Tending to a garden patch, however small, has always been viewed as therapeutic. The sight of plants sown with your own hands, now bursting with flowers, and gently swaying to their own rhythm can soothe the eyes and mind that are weary from a hard day’s toil.
Anita Sharma, 50, a homemaker from Aligarh, Uttar Pradesh, knows this. She has transformed her terrace into a small garden with a variety of plants and cacti. Gardening is an essential part of her daily routine, something she inherited from her parents, and one that gives her joy and relief at the same time. “Witnessing the journey of dry seeds to blooming plants brings satisfaction and serenity to me,” says Sharma.
This is true for many of us who manage little garden spaces wherever we can.
Gardening can also prod the brain to form new neurons to learn new things, formation of new neurons (neuroplasticity) and improve brain reserve, studies show.
Gardening and the brain connection
It was earlier believed that the brain could not change or form new neurons after the developmental phase, that neurons could not be restored once they die, or new ones produced. Multiple studies have, however, disproved this belief.
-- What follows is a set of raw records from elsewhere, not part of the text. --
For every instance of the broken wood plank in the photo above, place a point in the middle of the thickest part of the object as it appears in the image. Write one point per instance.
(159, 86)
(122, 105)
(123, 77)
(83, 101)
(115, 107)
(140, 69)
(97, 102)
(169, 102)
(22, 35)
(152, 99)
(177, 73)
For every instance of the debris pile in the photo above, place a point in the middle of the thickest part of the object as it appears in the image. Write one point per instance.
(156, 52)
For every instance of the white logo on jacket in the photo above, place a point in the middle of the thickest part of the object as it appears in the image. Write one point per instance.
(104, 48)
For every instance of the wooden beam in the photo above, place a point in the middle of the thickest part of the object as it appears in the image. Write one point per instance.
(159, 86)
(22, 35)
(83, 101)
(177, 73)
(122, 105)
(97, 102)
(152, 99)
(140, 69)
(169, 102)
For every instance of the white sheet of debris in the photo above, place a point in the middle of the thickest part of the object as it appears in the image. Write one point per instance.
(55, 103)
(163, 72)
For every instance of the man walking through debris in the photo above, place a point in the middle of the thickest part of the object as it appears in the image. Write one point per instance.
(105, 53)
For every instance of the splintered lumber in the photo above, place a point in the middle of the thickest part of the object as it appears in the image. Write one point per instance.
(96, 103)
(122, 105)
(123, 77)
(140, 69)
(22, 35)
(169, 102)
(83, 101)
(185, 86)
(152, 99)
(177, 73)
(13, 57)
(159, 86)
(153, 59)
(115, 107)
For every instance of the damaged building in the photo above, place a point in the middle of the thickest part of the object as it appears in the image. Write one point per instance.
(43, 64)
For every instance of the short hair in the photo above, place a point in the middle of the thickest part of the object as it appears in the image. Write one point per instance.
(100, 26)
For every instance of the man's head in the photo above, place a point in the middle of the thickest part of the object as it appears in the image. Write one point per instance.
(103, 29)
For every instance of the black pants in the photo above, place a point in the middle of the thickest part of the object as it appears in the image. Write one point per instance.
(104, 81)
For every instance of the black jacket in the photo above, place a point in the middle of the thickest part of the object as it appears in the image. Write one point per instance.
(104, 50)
Later, the concept of the brain’s neuroplasticity took over. Neuroplasticity allows us to learn new things, acquire new skills, form new memories, and adapt to different environments at any age. This is made possible by new neuronal connections bridging different regions in the brain and forming neurons.
“Gardening is a physical activity equivalent to mild to moderate aerobic exercise,” says Dr Antonio G Lentoor, Department of Clinical Psychology, School of Medicine, Sefako Makgatho Health Sciences University, Ga-Rankuwa, Pretoria, South Africa. The sensory experience of touching the soil, smelling the plants, and digging the soil increases blood flow to the brain, amplifying synaptic connectivity or neuroplasticity and improving cognitive health.
To form new neurons and for neuroplasticity, the brain requires brain growth factors. These factors support the growth and development of neurons. According to Dr Lentoor, it has been found that even after 20 minutes of gardening, expression of brain growth factors such as brain-derived neurotrophic factor (BDNF), vascular endothelial growth factor (VEGF), and platelet-derived growth factor (PDGF) are promoted in the brain.
The physical act of gardening requires fine motor neurons that help move our fingers and hands. Simply put, neuroplasticity not only activates the brain, but the body as well when we tend to a garden.
With increased neuroplasticity, there is a consequent increase in the brain reserve. What exactly is brain reserve? As the name suggests, it is the extra tissue that acts as a reserve for the brain and helps to withstand neural degeneration or changes in the brain. It is one factor that protects us against disorders such as dementia and Alzheimer’s.
Soothing benefits of gardening
“I have been gardening for years and find it very relaxing,” says Dr Richard Thompson, Royal College of Physicians, London.
Both Dr Lentoor and Dr Thompson agree that gardening helps to de-stress and improves attention. A 2020 study published in the International Journal of Environmental Research and Public Health has shown that gardening increases the production of serotonin, thereby improving mood and lowering cortisol production.
When it comes to its mental health benefits, Dr Thompson says, “Gardening is effective and enjoyable, and much safer than drug treatments.”
The physical activity of gardening such as digging, planting and weeding, has been shown to decrease inflammatory cytokines, Interleukin-IL-6 (immune system chemicals released in the body). They are important in preserving the integrity of the blood-brain barrier and aid in neuroprotection, says Dr Lentoor.
Gardening for holistic development
The benefits of gardening are aplenty. It not only promotes our mental health but holistic well-being as well. It fosters social bonding and engagement and activates the brain. As a bonus, gardening’s bountiful yield of nutritious vegetables and fruits also improves our health.